The offense charged is rape by force, under the fourth subdivision of section 1834, Comp. St. 1921. The record discloses that at the time charged prosecutrix was between 18 and 19 years old; defendant, a married man, was 23 years of age, lived about 50 feet from the home of prosecutrix. She testified that at the time charged and just previous to the act of intercourse she was at home alone. That she twice went to the home of defendant to borrow ingredients for some cooking she was doing, the trips being about 10 minutes apart, and on the latter occasion she informed defendant and his wife that her parents were not at home. That soon thereafter defendant came to her house, ostensibly to borrow a brace and bit. While she was looking for it defendant came in the house and they went in the kitchen and he there made advances and began an attempt to have intercourse with her, during which they scuffled into the summer porch, where he did accomplish an act of sexual intercourse. That defendant did not threaten her in any way. That she did not make any outcry or any noise, but did scratch defendant's face. That in accomplishing the intercourse he tore her dress, but she wore it until she went to church that evening. That she did not tell her mother until the next morning. Defendant testified the statement of prosecutrix that she was at home alone was by previous arrangement with her under which she had agreed that he was to visit her, and she was to inform him when her parents were not at home. That he went to her house at the time he states and did have intercourse with her, but that it was with *Page 399 her voluntary consent. We deem it unnecessary to make further recital of the facts.

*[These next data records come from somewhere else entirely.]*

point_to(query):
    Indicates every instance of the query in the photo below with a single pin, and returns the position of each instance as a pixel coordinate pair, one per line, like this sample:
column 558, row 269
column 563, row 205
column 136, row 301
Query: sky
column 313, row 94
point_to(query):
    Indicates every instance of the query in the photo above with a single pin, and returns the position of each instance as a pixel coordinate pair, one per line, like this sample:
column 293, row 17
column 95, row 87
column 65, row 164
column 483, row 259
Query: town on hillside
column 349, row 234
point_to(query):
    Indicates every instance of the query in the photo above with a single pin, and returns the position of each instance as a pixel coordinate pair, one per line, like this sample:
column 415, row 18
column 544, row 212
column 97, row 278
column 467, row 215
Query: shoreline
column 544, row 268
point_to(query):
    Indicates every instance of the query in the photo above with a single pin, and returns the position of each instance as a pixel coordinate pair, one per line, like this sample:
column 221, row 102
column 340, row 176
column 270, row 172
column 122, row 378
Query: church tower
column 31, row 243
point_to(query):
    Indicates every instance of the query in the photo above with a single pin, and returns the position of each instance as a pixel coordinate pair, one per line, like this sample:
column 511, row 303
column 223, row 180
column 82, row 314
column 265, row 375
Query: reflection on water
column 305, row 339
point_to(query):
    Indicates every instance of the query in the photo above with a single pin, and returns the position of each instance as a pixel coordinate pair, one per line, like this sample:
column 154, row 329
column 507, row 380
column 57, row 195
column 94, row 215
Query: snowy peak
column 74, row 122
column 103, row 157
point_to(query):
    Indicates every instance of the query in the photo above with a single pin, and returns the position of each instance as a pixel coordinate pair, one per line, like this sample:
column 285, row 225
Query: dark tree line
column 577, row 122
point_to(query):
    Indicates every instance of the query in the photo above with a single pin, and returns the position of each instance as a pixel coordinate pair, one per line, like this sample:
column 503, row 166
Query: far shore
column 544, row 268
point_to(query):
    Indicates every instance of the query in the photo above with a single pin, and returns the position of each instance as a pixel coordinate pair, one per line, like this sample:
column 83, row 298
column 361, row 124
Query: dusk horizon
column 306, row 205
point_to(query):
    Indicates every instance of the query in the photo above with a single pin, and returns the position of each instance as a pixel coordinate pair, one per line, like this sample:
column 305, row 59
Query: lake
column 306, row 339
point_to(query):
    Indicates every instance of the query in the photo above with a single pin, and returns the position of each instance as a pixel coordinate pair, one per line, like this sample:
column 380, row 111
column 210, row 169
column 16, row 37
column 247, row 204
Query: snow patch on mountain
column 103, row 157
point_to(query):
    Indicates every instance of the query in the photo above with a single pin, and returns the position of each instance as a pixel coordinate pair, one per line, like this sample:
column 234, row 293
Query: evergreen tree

It is settled by many decisions of this court that a defendant may be convicted of rape upon the uncorroborated testimony of the woman. In a prosecution for rape by force overcoming resistance upon a woman above the age of consent, where the corroboration of the use of force is extremely slight and the testimony of the prosecutrix somewhat inconsistent and unsubstantial, this court will scrutinize the record with care. The age, surroundings, circumstances, situation, and conduct of the parties will be considered. Where no threats nor use of force are made to intimidate the female, where she is in easy call of others, if an outcry is made, and none is made, and no complaint is made for several hours, it appears improbable that any rape occurred, but rather that the intercourse was voluntary. MacLaurin v. State, 34 Okla. Cr. 324, 246 P. 669; State v. Hogg, 64 Or. 57, 129 P. 115; State v. Goodale,210 Mo. 275, 109 S.W. 9.
The conduct of defendant is despicable. No doubt the jury, justly indignant, felt he deserved punishment, and we sympathize with their desire to assess a penalty against him. In the light of the record, however, we are convinced the evidence of rape by force is insufficient to sustain the judgment, and the case must be, and is, reversed.
DAVENPORT, P. J., concurs. CHAPPELL, J., dissents.